The Cornhuskers (6-7) finished in the Big Ten’s top three in eight major offensive categories. Nebraska’s prolific attack generated 27 touchdown passes (tied for first), 3,470 passing yards (second) and 32.8 points a game (third). The Cornhuskers ran the ball effectively at times (5.62 yards per carry) and scored touchdowns on nearly 71 percent of their red-zone trips. Even in many defensive categories — especially against the run — Nebraska was at worst mid-pack in the Big Ten.

But similar to the 40-year-old man, reasons for the Cornhuskers’ losing record was beneath the surface under first-year coach Mike Riley, where they became easy to spot and proved lethal.

Nebraska gave up 1,299 passing yards in the fourth quarter, the nation’s highest total by 102 yards. In the fourth quarter, the Cornhuskers gave up the most passing first downs (57), passing gains of 15-plus yards (34) and tied for the most completions of 25-plus yards (16).

Those plays directly led to a few inexplicable defeats. At Illinois with a 13-0 fourth-quarter lead, Nebraska gave up 122 pass yards and two touchdowns, including the game-winner with 10 seconds left to lose 14-13.

Wisconsin passed for 132 yards in the fourth quarter which led to the game-winning field goal with four seconds left in a 23-21 Badgers’ victory. BYU completed a 42-yard touchdown on the final play for a 33-28 win. Nebraska lost five games where it tied or held the lead in the fourth quarter. That doesn’t count a 55-45 loss at last-place Purdue.

Penalties also played a role in the late-game collapses. Nebraska ranked 100th nationally with 63.8 penalty yards per game.

“There’s lots of lessons from those kinds of games,” Riley said this spring. “You look back almost play-by-play of what could make a difference. That really kind of defines what football is all about in a lot of ways.”

As potent as Nebraska’s offense was at times, it equally was complicit in the losing woes. In the fourth quarter, the Cornhuskers averaged 4.03 yards per carry — 77th nationally — and was 109th with only 20 rushing first downs in the final period.

Perhaps nobody embodied Nebraska’s season more than quarterback Tommy Armstrong. He totaled 3,430 all-purpose yards and passed for 22 touchdowns. But he was as woeful at times as he was dynamic. He completed just 10 of 31 passes and 11 of 28 in losses to Illinois and Wisconsin, respectively. He combined to complete just two of 13 passes for 21 yards in the fourth quarter of those games.

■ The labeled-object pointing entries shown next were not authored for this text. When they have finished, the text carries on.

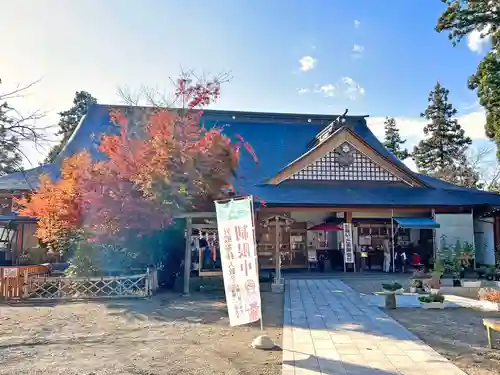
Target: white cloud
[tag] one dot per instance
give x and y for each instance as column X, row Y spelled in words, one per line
column 351, row 88
column 345, row 86
column 328, row 90
column 307, row 63
column 475, row 42
column 358, row 49
column 412, row 129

Armstrong threw three interceptions in an overtime loss at Miami and four in an eight-point home loss to Iowa. He had 16 of Nebraska’s 21 interceptions, which ranked 123rd nationally.

“It was frustrating because you go into each and every season and you want to go undefeated, you want to win every game,” Armstrong said this spring. “Things like that happen, but unfortunately it happened a lot for us.

“We’ve just got to be able to execute. I think we had a lack of execution last year, picking up certain yards that we need for us to win games and put our defense in bad spots.”

Passing yards

For a more detailed breakdown of this game, click here.

If Nebraska can curtail the penalties, adjust its late-game pass defense and limit Armstrong’s mistakes without restricting his playmaking abilities, it should contend in the Big Ten West Division. The Cornhuskers beat league champion Michigan State and outgained West Division champion Iowa by 183 yards. Nebraska returns seven defensive starters and nine players who started on offense. Its cross-divisional opponents include Ohio State, Indiana and Maryland.

But as last year proved, the details matter for Nebraska.

“We can use lots of those parts situationally that we have to handle and take care of,” Riley said. “I think they are huge in building everything like that into helping these kids in practice. So many games are won late and how you respond to that is crucial. It’s a very hard lesson to go through, but hopefully we gained from it and can put right into our preparation for this coming year.”